Intervenuto al Tg4 Silvio Berlusconi ha lanciato pesanti strali contro il Partito Democratico, colpevole a suo giudizio di volerlo "fare fuori". "Sono venute fuori delle ipotesi divertenti – ha detto il Cavaliere – mi sembra che qualcuno abbia portato avanti l'ipotesi di ineleggibilità del sottoscritto dopo 20 anni di voti di milioni di italiani". Ma l'intervento dell'ex premier è andato avanti ed ha difeso persino il Movimento 5 Stelle, dalla legge a firma Zanda-Finocchiaro che vorrebbe impedire la competizione alle elezioni politiche ai movimenti "C'è qualcuno che vorrebbel'incandidabilità del M5S che è votato – benchè sia un movimento di cui si possa dire, e io ne sono convinto, tutto il peggio possibile – da milioni di italiani: beh, questo qualcuno è un genio, perchè eliminato Berlusconi e il Pdl, eliminato Grillo e il M5S, il Pd correrebbe da solo. Mi domando dove e perchè l'hanno tenuto nascosto fino ad adesso".

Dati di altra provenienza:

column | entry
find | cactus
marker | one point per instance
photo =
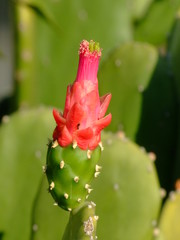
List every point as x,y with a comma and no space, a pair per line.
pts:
130,187
73,155
48,220
169,220
82,223
69,173
22,154
48,62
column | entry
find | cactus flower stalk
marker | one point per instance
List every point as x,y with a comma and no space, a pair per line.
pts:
83,117
76,147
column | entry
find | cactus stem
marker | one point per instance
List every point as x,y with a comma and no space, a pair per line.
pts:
98,168
74,145
152,156
93,204
89,153
76,179
96,217
66,196
101,146
61,165
87,186
156,232
149,169
90,190
172,196
162,192
51,186
89,226
96,174
55,144
154,223
44,168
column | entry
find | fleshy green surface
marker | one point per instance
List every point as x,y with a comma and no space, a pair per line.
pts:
51,60
50,220
26,207
174,55
126,73
82,223
70,180
127,193
22,154
170,218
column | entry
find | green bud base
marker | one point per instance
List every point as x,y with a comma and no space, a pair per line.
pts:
69,172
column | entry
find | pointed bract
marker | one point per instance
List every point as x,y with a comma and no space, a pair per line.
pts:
83,116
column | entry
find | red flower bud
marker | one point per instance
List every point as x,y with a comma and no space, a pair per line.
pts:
83,117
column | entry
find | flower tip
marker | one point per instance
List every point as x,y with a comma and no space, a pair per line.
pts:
90,48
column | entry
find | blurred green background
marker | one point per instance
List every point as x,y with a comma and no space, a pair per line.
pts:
39,41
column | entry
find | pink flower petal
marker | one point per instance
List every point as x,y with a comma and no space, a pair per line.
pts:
74,117
102,123
65,137
105,100
83,137
58,117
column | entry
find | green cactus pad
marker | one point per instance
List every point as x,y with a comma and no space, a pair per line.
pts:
170,218
82,223
127,194
69,172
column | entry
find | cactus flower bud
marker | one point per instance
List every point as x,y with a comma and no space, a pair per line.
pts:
83,116
70,169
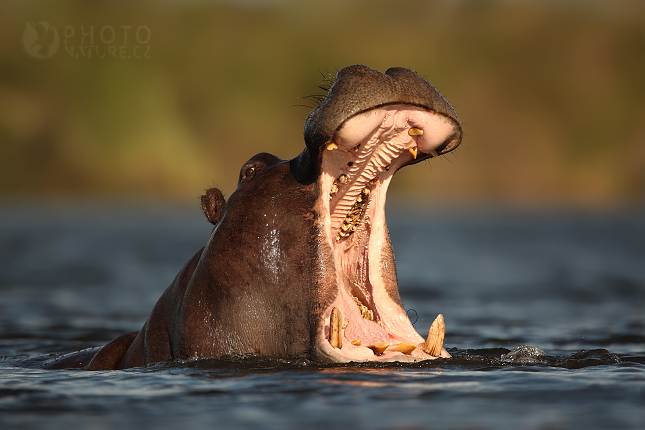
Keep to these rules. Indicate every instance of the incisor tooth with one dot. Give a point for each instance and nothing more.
(404, 348)
(434, 344)
(336, 325)
(378, 348)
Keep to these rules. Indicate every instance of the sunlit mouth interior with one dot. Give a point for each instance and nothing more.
(366, 321)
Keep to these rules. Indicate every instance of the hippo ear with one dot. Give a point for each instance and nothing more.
(213, 205)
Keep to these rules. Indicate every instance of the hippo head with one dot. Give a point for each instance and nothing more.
(314, 226)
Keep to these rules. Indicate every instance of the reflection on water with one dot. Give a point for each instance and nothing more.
(571, 283)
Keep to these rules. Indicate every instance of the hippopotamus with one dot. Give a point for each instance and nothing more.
(299, 262)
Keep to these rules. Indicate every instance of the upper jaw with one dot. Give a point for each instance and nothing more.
(357, 166)
(370, 147)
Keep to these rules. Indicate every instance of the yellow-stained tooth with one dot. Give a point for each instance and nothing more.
(405, 348)
(434, 344)
(378, 348)
(336, 326)
(413, 151)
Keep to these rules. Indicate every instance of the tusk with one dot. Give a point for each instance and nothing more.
(378, 348)
(404, 348)
(434, 344)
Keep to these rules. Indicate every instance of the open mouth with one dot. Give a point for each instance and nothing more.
(366, 321)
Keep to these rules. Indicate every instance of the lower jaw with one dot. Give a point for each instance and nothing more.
(375, 343)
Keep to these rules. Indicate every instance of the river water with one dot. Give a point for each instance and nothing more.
(571, 283)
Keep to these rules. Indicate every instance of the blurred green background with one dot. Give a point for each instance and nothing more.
(551, 94)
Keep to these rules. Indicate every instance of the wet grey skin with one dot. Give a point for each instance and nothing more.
(299, 263)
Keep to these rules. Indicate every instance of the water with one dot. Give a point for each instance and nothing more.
(570, 283)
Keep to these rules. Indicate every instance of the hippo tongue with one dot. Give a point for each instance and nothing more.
(357, 166)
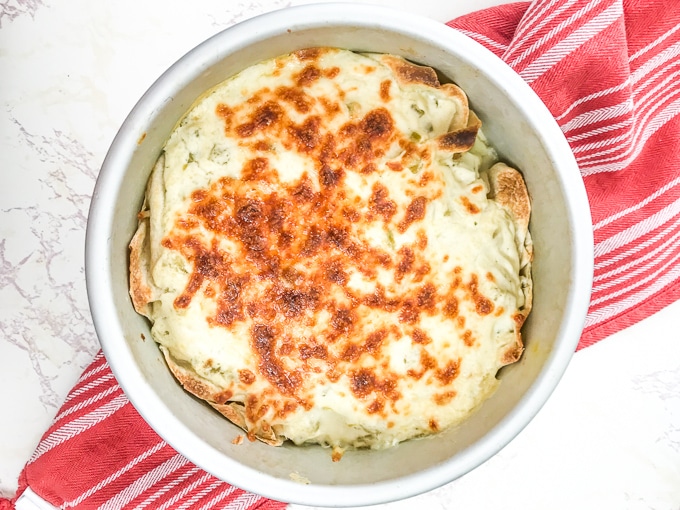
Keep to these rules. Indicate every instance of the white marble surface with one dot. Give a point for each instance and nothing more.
(69, 73)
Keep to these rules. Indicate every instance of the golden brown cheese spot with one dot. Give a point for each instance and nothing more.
(442, 399)
(363, 383)
(409, 73)
(264, 117)
(306, 136)
(405, 264)
(483, 305)
(246, 376)
(308, 53)
(315, 351)
(308, 76)
(414, 212)
(297, 98)
(379, 203)
(420, 337)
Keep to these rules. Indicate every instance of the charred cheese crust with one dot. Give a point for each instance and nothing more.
(330, 253)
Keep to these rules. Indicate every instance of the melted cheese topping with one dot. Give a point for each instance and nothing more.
(324, 256)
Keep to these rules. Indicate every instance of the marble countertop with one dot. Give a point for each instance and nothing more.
(70, 72)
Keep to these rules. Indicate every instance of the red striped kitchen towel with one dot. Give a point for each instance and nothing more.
(609, 71)
(100, 454)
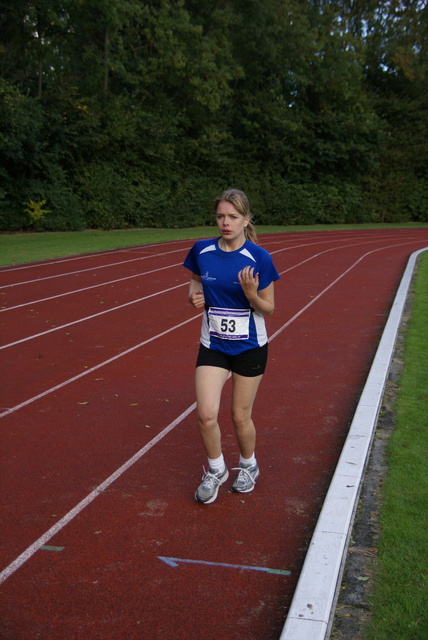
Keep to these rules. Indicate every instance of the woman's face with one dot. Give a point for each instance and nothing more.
(230, 222)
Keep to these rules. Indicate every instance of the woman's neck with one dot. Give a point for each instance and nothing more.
(232, 245)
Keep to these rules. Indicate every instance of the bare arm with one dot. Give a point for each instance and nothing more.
(262, 301)
(196, 294)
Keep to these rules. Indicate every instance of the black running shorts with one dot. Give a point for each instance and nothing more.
(250, 363)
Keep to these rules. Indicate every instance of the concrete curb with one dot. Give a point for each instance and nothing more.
(312, 609)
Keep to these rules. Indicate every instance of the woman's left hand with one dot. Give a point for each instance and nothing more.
(249, 282)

Ma dopo i toni severi, sono arrivate parole importanti verso il governo Letta: "Lo definirei epocale: è la prima volta che centrodestra e centrosinistra governano insieme: una maggioranza che in Parlamento potrebbe approvare davvero tutto, perché ha grandi numeri. È un'occasione straordinaria per mettere fine a quella guerra fredda e civile che dura da tanto. Non facciamoci sfuggire quest'occasione: daremo il nostro sostegno più forte e leale a questo governo". Quindi Berlusconi ha risposto a Renzi secondo cui l'Imu era una "cambiale a Berlusconi". Secondo il Cavaliere non c'è "nessuna cambiale, in nessun modo. L'Imu è stata una tassa ingiusta e dannosa, imposta dal governo dei tecnici. Questa è la prima misura del governo, soltanto un'anticipazione per rilanciare crescita e sviluppo. Si dovrà poi andare ai primi di giugno alla completa abrogazione dell'Imu per il futuro".